No wonder more and more Americans are resorting to the one source of a sense of power and self-government that many of them feel they will ever know -- their guns. We cannot change our gun culture until we change the culture in D.C. that makes so many Americans feel powerless and used.
Hillary Clinton would likely be a more divisive candidate than we have ever had in my lifetime of 70 years. Those who like her adore her; those who don't will make up lies about her just to be able to hate her. Regardless of her good qualities, her experience and her brilliance, she will never be able to unite the country or change the minds of the many ordinary people who have been repeatedly lied to about her. This is my opinion, but I doubt that, in spite of polls showing she could win today, she can overcome all the vitriol that has been implanted in the minds of frustrated Americans about her and Bill Clinton. And then there is the truth about the mistakes made during the Clinton era. A lot of people on DU don't realize that the Republican lies have succeeded in shifting the blame for 9/11 onto the Clinton presidency. That the Clinton administration failed to strongly respond to the threat of Bin Laden and Al Qaeda is one of those negatives that is very difficult to disprove in spite of all the evidence that it is false.
And then there is her vote for the Iraq War which suggests that even after so many years sleeping in the same bed (presumably) as her husband president and commander-in-chief, in spite of all the lies she must have heard and debunked during Clinton's presidency, she could not tell lies from the truth or speak out in favor of caution when it came to reviewing the evidence provided for that war.

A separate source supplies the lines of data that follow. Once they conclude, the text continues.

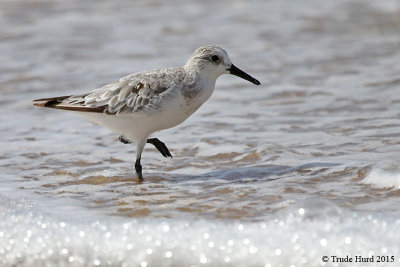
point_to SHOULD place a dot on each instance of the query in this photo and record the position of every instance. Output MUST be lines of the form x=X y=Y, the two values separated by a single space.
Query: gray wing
x=133 y=93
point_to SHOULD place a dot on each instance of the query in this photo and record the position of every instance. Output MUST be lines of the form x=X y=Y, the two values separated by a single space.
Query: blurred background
x=304 y=166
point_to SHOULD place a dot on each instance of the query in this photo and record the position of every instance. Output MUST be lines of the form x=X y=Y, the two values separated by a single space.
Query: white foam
x=383 y=178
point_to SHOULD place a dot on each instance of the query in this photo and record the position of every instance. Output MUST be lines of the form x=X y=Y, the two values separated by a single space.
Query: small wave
x=383 y=178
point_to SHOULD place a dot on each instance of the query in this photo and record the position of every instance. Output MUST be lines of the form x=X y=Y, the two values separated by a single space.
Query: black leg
x=138 y=168
x=122 y=139
x=160 y=146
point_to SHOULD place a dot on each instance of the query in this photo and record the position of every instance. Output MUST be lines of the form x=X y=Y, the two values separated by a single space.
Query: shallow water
x=304 y=166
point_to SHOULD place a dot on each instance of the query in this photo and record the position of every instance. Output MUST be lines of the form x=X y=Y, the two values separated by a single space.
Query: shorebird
x=142 y=103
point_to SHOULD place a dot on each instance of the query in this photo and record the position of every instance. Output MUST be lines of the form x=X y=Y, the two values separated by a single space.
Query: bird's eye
x=215 y=58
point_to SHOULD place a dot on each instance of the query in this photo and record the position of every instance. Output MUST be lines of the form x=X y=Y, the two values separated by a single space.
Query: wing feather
x=133 y=93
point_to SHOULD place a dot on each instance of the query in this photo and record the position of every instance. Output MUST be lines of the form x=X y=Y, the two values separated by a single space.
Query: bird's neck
x=199 y=84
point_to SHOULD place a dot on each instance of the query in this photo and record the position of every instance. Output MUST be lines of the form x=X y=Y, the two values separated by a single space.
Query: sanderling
x=142 y=103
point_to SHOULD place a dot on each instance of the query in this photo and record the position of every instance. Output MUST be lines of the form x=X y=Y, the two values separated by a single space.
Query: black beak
x=238 y=72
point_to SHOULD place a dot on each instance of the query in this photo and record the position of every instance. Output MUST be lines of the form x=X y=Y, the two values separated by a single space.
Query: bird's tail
x=49 y=102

God save America from Hillary Clinton and the division her nomination and presidency would bring us. There is quite a push toward a Hillary run. I just think it is misguided and sad. And I have not even started on her persona as a candidate. It isn't strong. It just isn't. She reminds everyone of the know-it-all tattle-tale in the first grade. Not good. That is why Obama so readily beat her in 2008. Everything in politics depends on how voters respond to you as a person. Hillary is probably very effective in small groups, but seems strident when she gives speeches.
Could someone post some portions of Hillary's speeches in which she tells good jokes? Something that proves her sense of humor? I haven't seen much of that side of her, and what I have seen seems cold. Bill Clinton exuded warmth. We felt that he felt our pain. He didn't even have to say it. That is what won him elections. Hillary is the opposite even though she may feel our pain, we sure don't feel that she feels it. It is a matter of the ability to convey the emotion of love and caring. Hillary exudes confidence and competence, but she does not communicate that she really cares about us as individuals. Obama, just to contrast, really does even though he is quite and studious.
We need a candidate who does not give the impression that she thinks overly highly of herself. We need a client who has our interests not just on the table but in her heart. We need Elizabeth Warren.
Revised to add supporting details, correct grammar (hopefully caught all the mistakes) and improve style.